Many say they know me.
I’ve long lost the ability to feel like most people do. Through my trials in life I hardened too much, and shredded any vulnerabilities I had. Just to be sure no one could ever use them against me. But when you shred the vulnerabilities, you aren’t just getting rid of what makes you weak, you shred what connects you to others. Those vulnerabilities are also what allow you to share feelings with those around you.
I’m only half dead, I tell myself.
Growing up I used to have a very special place I would frequent. It was an old quarry. Dug up long before the time of having to fill it in when you were done stripping out the limestone. The quarry was old, and nature had taken it back. The hole slowly filled with water, the walls eroded and plants began to grow. Before long, time had fixed what humans had left in ruin. I felt a connection with this place.
Time could heal the world.
This seemingly insignificant place deep in the woods, had become a place that softened me. If I was struggling with sadness, or was overwhelmed, I could count on that place. Whether it be sunlight, or moonlight, the shimmer of that water resonated in me. I was at peace there, I didn’t have to worry about anything. I could be free.
However I would stand alone.
I could softly cry, or cry out in sorrow, as loud as my heart desired. I could scream out my desires for the world to hear. Only my ears to hear the echo. The wind would surely hide my cries from others. The birds’ calls, and sounds of rustling leaves filled the skies. “Beat damn you!” I could cry, gripping my chest. “I just want to feel!” I’d fall to my knees, begging.
“Please tell me why.”
As I slowly stepped down the now overgrown path I had walked hundreds of times before, these endless memories came back. I merely picked them back up along the way. The emotions stored in this place, only the trees knew my woes. Thorns grabbed me, trying to slow me down, or risk getting hurt. I calmly walked through, I knew my destination.
It was just within reach.
I now stood at the shore. How long had it been since I went there for answers. I am now a man. The cold air breezed against my cheeks. I watched the wind skip across the surface of the water, leaving small ripples. “I just want to feel.” I whisper softly. Crouching down, I place a finger to the water, sending out my own influence to this place. The wind erases it. How many times had I begged myself. I stare into my reflection, “perhaps you can still feel.”

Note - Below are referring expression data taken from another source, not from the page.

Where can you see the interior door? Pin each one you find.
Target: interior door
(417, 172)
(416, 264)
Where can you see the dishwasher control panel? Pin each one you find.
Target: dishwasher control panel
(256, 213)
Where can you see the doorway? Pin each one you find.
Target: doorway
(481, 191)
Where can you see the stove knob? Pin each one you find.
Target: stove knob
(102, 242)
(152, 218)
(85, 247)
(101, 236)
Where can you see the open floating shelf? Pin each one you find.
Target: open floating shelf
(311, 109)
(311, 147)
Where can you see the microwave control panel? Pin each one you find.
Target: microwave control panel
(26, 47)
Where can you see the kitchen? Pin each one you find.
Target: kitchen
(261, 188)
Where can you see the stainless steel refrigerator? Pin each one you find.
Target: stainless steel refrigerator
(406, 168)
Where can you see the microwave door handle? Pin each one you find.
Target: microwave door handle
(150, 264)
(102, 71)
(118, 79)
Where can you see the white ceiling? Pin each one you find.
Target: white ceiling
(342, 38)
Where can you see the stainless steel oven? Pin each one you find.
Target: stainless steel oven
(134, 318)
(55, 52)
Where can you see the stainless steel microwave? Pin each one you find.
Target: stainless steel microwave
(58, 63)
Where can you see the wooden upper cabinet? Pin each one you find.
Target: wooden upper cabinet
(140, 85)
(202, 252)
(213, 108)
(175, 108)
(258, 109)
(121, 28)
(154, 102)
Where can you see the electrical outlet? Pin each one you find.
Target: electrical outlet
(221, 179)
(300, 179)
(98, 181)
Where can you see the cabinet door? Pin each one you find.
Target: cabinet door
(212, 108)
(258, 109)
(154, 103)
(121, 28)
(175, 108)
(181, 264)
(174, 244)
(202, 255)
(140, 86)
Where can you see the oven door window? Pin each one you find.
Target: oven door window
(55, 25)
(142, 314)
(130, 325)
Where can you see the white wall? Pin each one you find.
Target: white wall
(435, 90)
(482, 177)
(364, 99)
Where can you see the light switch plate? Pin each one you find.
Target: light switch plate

But I would find no answers there.
This place had always been my sanctuary. I climbed the wooded hills, to return to that overgrown path. I looked back at the calm waters behind me, instinctively gripping my chest. I had not left my emotions in this place, I still carried them. They were still just beneath the surface. I just need something to make a big enough splash, and release my emotions into the sky.